En la fábrica ciertas
cosas se entendían con facilidad: nadie es más que otro, se necesita el
esfuerzo de todos, el controlador es un mierda, y si un compañero te pide el
cambio de turno por una urgencia tú lo haces porque hoy por ti, mañana por mí,
aunque él sea de Sierra Leona.
Con la desaparición
de la fábrica “física”, y la generalización de las subcontratas efímeras y de
las externalizaciones masivas, la solidaridad interna del grupo no encuentra
cauces adecuados. Tan solo sigue vigente la defensa de los puestos de trabajo,
y ahí, en el regateo, empiezan las cuestiones de que unos son más que otros:
unos tienen más antigüedad; otros, más residencia; otros aún, mejores papeles.
Fuera de la “modernidad”
igualadora de la fábrica, las cosas siempre fueron muy distintas. Ya Carlos
Marx dejó sentado (en “El 18 Brumario de
Luis Bonaparte”) que los pequeños propietarios agrarios no son una clase
social, sino aproximadamente lo contrario: el suyo es el reino del
particularismo, de los pleitos por las lindes, de la envidia y el rencor
acumulados, del hacer prevalecer los derechos legales o consuetudinarios
propios frente a los del vecino…
De forma asombrosa,
en la Cataluña post industrial ha resucitado la mentalidad intemporal del
pequeño terrateniente, su ruindad, su astucia para tirar la
piedra al prójimo y esconder la mano, su recurso a los leguleyos para torcer el
espíritu de las normas con el fin de conseguir una ventaja de dos palmos en la linde
con el sembrado del vecino. Se ha fijado el tiempo de la reivindicación nacional en
1714, pero se está retrocediendo aceleradamente hasta la guerra de los
remensas. No debe faltar mucho para que uno de nuestros nuevos viceconsellers o
similar, expertos en el mundo digital y en las escuelas americanas de negocios,
nos salga con la necesidad de recuperar los malos usos y el ius primae noctis en la resplandeciente
República que ya se albira en la lontananza.
Existe un
precedente histórico, pero solo se publicita de una manera parcial y sesgada.

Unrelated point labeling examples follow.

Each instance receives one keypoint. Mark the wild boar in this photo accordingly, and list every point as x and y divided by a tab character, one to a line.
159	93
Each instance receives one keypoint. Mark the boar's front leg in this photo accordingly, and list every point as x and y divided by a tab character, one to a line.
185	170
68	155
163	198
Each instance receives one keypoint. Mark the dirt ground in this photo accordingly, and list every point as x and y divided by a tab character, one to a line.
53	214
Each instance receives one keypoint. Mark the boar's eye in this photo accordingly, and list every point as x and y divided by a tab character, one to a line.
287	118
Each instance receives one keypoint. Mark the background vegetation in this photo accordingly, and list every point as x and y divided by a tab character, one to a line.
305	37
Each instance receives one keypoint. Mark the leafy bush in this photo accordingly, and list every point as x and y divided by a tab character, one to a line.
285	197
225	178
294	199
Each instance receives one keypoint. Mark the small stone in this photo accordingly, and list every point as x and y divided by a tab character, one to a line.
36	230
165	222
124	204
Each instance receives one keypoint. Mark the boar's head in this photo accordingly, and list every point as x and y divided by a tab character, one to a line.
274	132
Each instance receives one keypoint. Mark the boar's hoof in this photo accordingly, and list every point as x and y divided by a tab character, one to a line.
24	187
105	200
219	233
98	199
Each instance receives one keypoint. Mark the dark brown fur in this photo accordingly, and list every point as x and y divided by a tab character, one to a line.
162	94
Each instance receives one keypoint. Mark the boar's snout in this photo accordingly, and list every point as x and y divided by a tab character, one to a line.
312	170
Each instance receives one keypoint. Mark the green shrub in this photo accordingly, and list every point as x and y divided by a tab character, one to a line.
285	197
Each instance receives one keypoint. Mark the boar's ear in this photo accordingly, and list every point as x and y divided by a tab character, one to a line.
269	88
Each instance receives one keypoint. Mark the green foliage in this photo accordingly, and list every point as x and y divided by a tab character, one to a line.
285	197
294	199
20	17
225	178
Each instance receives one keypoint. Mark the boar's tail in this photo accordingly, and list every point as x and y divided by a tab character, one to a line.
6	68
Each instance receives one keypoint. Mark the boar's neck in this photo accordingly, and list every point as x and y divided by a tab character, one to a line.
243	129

Don Jaume d’Urgell, el Dissortat,
tuvo en Caspe el voto en contra de las nuevas élites comerciales urbanas, que
no eran favorables a los métodos de gobierno “de toda la vida”, basados en la
horca, el cuchillo y la bendición eclesiástica.
Don Jaume se
levantó contra los Trastámara a destiempo, confiado en una milicia inglesa que
nunca llegó y en el apoyo incondicional de los grandes barones catalanes.
La reacción de los
grandes barones en ese trance fue digna de la teorización posterior de la Puta
y la Ramoneta. Don Jaume y Don Fernando les solicitaban mesnadas y recursos en
efectivo, para combatirse recíprocamente. Y los nobles catalanes respondieron de
forma unánime y concertada enviando a Urgell un pelotón al mando de un sargento,
y otro pelotón similar al de Antequera, al mando de otro sargento. Añadieron su
pleitesía a ambos, no aportaron a ninguno de los dos dinero efectivo, e
hicieron constar su promesa firme de una neutralidad exquisita en la contienda
civil abierta.
Hubo una guerra medio de
mentirijillas, y un asedio muy real al Castell Formós de Balaguer. Don Jaume no
se lo creía: ¡pero si iba de farol! Hasta qué punto llegaba el farol, se puede
deducir del hecho de que “olvidó” meter en el castillo, en el que se había
propuesto resistir “hasta el final”, pólvora para su artillería. Luego mandó a
su esposa, pariente de Fernando, a negociar la rendición. Solo obtuvo garantías
por su vida.
Pasó el resto de su
vida en prisiones castellanas, sin tercer grado ni redención de penas. El país
se precipitó aceleradamente hacia la siguiente guerra civil. Son datos al alcance
del Institut Nova Història y de la Generalitat, pero ambas instituciones deben de haber decidido
de común acuerdo que no son significativos.